CEO comment

Continued focus on improving profitability

The third quarter demonstrated mildly positive organic sales growth, an improvement over the negative sales trends experienced earlier in the year. That said, the period continued to be marked by intense competition, which negatively impacted our earnings compared with the year-earlier quarter. In response we are working purposefully on a range of initiatives designed to strengthen MEKO’s position, growth and profitability.

NOVEMBER 13, 2025

MEKO’s business concept builds on enabling car owners to care for and use their vehicles for as long as possible. We operate through leading, well-known vehicle workshop chains in eight markets, which we serve with, inter alia, marketing and fast deliveries of spare parts leveraging a fine-meshed and high-tech distribution network.

Compared with many other industries, the business concept has been relatively stable over time. With that said, in the wake of a protracted economic downturn and unpredictable external developments, car owners exhibited increased restraint in the first half of 2025. This has led to only the most urgent repairs being performed – leading to tougher price competition.

Mildly positive organic growth

This competitive situation continued through the third quarter, where we reported overall organic growth of 1 percent, compared with 2 percent for the same quarter of 2024. This represented a concurrent move from negative growth in the first half of this year to a mildly positive trend. Improvements were noted in the Finland, Poland/the Baltics and Denmark business areas, while the trend was weaker in Sweden/Norway and Sørensen og Balchen.

Price competition impacts earnings

Increased price competition impacted the gross margin and earnings for the quarter. Adjusted EBIT totaled SEK 217 M, compared with SEK 322 M last year. The adjusted EBIT margin was 4.8 percent (7.2), up compared with the second quarter of this year when the corresponding figure was 3.8 percent.

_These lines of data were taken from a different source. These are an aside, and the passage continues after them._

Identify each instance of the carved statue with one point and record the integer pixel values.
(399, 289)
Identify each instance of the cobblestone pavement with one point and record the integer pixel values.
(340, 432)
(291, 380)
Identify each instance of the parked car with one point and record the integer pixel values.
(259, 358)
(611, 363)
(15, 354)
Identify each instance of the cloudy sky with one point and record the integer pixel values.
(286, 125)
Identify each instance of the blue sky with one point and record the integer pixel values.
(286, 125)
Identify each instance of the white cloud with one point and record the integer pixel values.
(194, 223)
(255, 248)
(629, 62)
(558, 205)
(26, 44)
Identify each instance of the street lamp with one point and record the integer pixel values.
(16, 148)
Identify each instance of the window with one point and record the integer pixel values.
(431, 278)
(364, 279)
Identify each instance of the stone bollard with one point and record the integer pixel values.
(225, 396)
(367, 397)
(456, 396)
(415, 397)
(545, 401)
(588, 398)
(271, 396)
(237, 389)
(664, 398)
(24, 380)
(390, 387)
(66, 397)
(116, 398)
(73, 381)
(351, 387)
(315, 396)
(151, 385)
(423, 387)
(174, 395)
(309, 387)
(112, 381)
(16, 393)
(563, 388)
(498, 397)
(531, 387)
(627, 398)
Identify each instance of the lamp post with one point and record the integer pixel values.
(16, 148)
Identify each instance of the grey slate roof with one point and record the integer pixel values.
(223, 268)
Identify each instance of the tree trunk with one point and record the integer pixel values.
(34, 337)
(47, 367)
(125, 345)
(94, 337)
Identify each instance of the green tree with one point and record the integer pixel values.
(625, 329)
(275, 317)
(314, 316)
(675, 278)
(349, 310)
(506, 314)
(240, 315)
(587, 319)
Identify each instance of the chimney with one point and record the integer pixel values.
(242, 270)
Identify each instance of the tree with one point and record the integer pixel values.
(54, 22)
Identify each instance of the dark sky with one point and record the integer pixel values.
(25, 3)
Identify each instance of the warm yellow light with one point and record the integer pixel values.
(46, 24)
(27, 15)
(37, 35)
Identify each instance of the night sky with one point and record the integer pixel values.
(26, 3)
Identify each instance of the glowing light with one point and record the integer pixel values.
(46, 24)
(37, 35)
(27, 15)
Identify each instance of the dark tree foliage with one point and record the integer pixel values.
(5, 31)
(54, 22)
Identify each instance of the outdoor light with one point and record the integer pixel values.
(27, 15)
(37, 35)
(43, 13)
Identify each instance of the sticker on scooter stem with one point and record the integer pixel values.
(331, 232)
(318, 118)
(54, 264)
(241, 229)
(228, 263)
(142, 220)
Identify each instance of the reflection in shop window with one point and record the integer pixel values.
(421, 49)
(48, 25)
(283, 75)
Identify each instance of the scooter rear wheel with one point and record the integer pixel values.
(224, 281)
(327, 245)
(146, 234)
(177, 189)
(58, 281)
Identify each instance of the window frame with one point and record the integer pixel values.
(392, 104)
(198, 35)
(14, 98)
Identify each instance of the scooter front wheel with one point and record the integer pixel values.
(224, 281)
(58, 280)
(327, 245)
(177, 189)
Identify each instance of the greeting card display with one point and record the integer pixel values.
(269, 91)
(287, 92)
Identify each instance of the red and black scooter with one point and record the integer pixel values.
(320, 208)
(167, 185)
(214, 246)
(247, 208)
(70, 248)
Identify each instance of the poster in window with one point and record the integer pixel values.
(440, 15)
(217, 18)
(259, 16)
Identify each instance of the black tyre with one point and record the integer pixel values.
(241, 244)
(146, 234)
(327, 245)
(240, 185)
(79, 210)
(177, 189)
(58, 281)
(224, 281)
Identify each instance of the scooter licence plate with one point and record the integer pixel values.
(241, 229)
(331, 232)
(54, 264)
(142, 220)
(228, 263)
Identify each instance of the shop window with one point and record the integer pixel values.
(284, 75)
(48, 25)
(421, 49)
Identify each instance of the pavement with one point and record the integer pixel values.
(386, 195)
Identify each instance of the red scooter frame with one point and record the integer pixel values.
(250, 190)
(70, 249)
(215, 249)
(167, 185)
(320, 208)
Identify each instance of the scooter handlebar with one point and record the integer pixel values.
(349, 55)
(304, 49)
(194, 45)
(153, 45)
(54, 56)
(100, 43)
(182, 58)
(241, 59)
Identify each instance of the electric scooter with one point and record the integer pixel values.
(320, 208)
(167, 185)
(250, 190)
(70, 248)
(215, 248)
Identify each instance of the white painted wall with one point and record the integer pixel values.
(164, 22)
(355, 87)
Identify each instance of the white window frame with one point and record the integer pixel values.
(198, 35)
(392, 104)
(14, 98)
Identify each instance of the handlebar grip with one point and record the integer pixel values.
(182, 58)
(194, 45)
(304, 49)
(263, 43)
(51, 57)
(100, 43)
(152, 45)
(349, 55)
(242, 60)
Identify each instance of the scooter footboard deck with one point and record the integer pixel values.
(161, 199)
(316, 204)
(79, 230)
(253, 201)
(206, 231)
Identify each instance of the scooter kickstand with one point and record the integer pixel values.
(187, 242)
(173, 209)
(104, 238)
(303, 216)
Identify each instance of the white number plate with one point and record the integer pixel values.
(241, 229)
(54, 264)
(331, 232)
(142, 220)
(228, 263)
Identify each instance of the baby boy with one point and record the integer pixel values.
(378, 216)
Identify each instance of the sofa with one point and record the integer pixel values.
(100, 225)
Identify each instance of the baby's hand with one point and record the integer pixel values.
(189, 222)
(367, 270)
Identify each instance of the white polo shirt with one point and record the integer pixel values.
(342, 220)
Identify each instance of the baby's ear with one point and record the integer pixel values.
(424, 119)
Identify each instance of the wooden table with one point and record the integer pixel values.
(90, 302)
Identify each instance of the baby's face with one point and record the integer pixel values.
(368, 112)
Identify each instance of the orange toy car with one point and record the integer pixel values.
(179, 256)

Earlier in the year, we noted the impact of a weaker performance on the debt position since lower earnings increase our debt/equity ratio. Through proactive engagement with our lenders and bondholders, we have strengthened our financial flexibility by precautionary amendments to our agreements. Our debt/equity ratio at the end of the third quarter was 3.6, which exceeds our target range of 2.0–3.0 but is within the framework of the renegotiated loan covenants.

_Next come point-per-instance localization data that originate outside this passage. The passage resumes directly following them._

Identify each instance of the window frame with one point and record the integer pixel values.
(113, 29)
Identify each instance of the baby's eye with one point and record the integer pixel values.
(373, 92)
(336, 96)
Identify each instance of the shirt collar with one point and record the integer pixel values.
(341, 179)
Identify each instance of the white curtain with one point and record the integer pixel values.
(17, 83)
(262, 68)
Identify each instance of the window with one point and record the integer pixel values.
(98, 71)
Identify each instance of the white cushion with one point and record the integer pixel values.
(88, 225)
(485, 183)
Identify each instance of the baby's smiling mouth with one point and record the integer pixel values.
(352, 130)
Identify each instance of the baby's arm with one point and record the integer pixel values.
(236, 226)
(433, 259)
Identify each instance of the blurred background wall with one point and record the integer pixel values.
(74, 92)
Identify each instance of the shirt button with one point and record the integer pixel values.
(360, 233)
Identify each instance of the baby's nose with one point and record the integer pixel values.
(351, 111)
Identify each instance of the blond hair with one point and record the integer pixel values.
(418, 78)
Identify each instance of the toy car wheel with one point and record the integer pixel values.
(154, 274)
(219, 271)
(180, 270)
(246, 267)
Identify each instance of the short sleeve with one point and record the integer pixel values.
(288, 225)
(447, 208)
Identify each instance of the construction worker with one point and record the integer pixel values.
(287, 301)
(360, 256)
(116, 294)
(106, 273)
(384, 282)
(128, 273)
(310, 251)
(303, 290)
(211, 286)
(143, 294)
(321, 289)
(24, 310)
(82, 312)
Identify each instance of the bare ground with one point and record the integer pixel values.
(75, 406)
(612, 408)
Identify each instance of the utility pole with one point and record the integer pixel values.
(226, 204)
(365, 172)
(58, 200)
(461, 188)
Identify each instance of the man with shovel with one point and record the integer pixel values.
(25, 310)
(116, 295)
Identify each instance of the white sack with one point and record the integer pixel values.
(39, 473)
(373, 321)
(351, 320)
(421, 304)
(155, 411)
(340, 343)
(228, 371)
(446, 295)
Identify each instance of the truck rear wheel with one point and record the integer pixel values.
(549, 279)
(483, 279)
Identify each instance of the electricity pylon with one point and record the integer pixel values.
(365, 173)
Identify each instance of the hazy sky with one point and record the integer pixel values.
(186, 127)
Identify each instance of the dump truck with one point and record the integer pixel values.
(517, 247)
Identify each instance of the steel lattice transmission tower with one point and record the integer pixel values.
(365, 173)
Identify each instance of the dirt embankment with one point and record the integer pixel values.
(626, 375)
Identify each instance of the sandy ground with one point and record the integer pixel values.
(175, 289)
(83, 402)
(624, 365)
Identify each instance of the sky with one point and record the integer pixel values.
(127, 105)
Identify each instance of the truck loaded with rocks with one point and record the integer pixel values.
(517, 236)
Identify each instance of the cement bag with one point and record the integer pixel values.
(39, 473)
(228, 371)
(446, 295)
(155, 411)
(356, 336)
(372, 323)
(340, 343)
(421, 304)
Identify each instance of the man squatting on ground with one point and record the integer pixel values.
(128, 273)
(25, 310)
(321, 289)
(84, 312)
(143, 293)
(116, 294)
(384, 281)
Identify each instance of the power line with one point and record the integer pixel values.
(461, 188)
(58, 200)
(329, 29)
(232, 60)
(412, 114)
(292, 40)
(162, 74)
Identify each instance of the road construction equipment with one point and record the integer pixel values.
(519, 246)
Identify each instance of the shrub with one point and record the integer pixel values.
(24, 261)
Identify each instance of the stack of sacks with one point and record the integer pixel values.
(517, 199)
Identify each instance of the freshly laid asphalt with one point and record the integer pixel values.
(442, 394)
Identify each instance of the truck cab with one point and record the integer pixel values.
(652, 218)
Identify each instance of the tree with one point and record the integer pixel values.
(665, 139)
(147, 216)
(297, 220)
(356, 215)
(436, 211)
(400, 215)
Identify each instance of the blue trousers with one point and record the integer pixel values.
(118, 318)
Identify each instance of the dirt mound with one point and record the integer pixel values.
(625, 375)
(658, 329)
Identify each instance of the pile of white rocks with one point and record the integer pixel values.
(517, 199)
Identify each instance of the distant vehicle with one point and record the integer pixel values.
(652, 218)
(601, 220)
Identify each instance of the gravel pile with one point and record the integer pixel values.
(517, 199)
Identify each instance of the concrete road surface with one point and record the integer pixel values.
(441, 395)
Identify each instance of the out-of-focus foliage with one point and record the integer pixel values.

Several actions to boost growth and profitability

We are now fully focused on creating higher growth and profitability. One of the actions entails expanding the scope of the “Building a stronger MEKO” profitability initiative, which since its launch at the end of 2023 has delivered positive effects of around SEK 200 million:

  • During the summer, the program was supplemented with further cost reductions of SEK 100 M – which are now being implemented according to plan. During the quarter, layoffs corresponding to 140 positions were carried out, with full financial effect expected in 2026.
  • We expect our new, upgraded central warehouses to result in efficiency gains in 2026. These automated facilities will both take our logistics to a new level and create room for future growth. At present, we are still burdened by double costs for rents and for staff among other items.

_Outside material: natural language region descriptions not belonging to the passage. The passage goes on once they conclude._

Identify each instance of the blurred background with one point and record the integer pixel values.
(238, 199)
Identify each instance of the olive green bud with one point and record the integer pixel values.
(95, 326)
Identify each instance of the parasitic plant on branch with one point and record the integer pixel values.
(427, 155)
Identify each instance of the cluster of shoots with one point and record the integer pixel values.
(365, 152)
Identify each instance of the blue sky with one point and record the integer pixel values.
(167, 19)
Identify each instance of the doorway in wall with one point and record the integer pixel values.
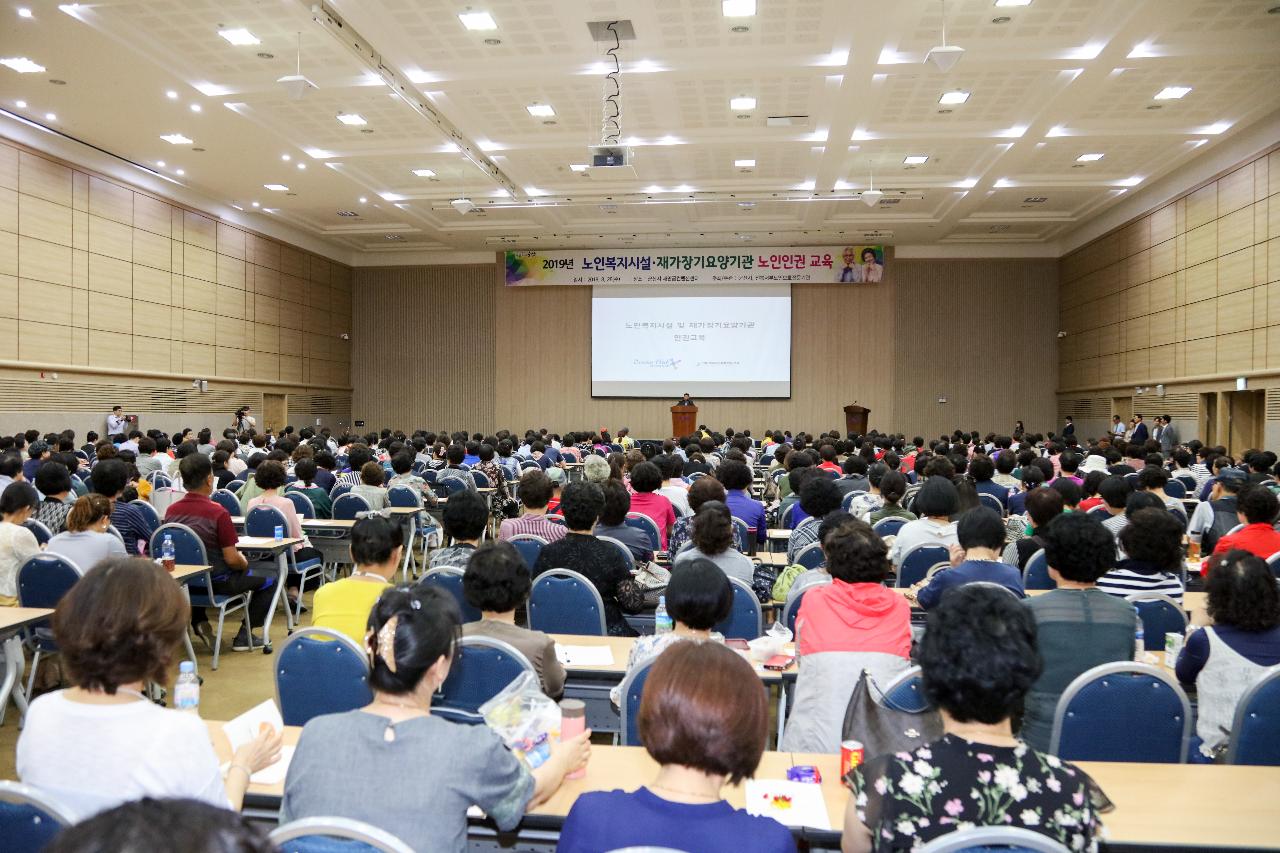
(274, 413)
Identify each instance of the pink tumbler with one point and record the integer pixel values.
(572, 724)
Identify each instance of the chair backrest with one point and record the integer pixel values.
(40, 530)
(30, 819)
(644, 523)
(991, 502)
(227, 500)
(187, 547)
(449, 578)
(1160, 615)
(745, 620)
(346, 506)
(1036, 573)
(629, 705)
(917, 562)
(1256, 731)
(315, 834)
(529, 547)
(1002, 839)
(566, 602)
(906, 693)
(263, 520)
(812, 556)
(403, 496)
(888, 527)
(302, 503)
(320, 671)
(1121, 711)
(481, 667)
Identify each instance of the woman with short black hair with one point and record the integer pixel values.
(704, 719)
(978, 658)
(396, 747)
(1224, 658)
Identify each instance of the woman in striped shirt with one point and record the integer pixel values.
(1152, 543)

  • Work with our new ERP system is entering a new, less intensive phase, which remains a strategically important project to realize more synergies within the Group, among other benefits. We are now ensuring a complete and successful implementation in Poland, before moving on to the next market.

In addition, we are pursuing growth initiatives in areas such as commercial vehicles, a segment where we aim to reach the same leading position as in passenger cars. We are also increasing the pace of our work with our own brands, where we are broadening the product range to cover more categories and lower price segments. To meet growing demand in several customer segments, we are also expanding the Mekster E-commerce platform from Sweden and Norway to Finland and Denmark.

These measures, as we outlined in detail at our Capital Markets Day in September, are necessary. But they are also just examples of our broader work to strengthen MEKO’s long-term position, growth, and business model. Fundamentally, the need for mobility remains. Our new edition of the Mobility Barometer, which is the Nordic region’s largest measurement of mobility trends, shows that the car is consolidating its strong position in people’s daily lives. No other means of transportation comes close to its popularity.

This reinforces our conviction that our vision – to enable mobility today, tomorrow and in the future – remains as relevant as ever.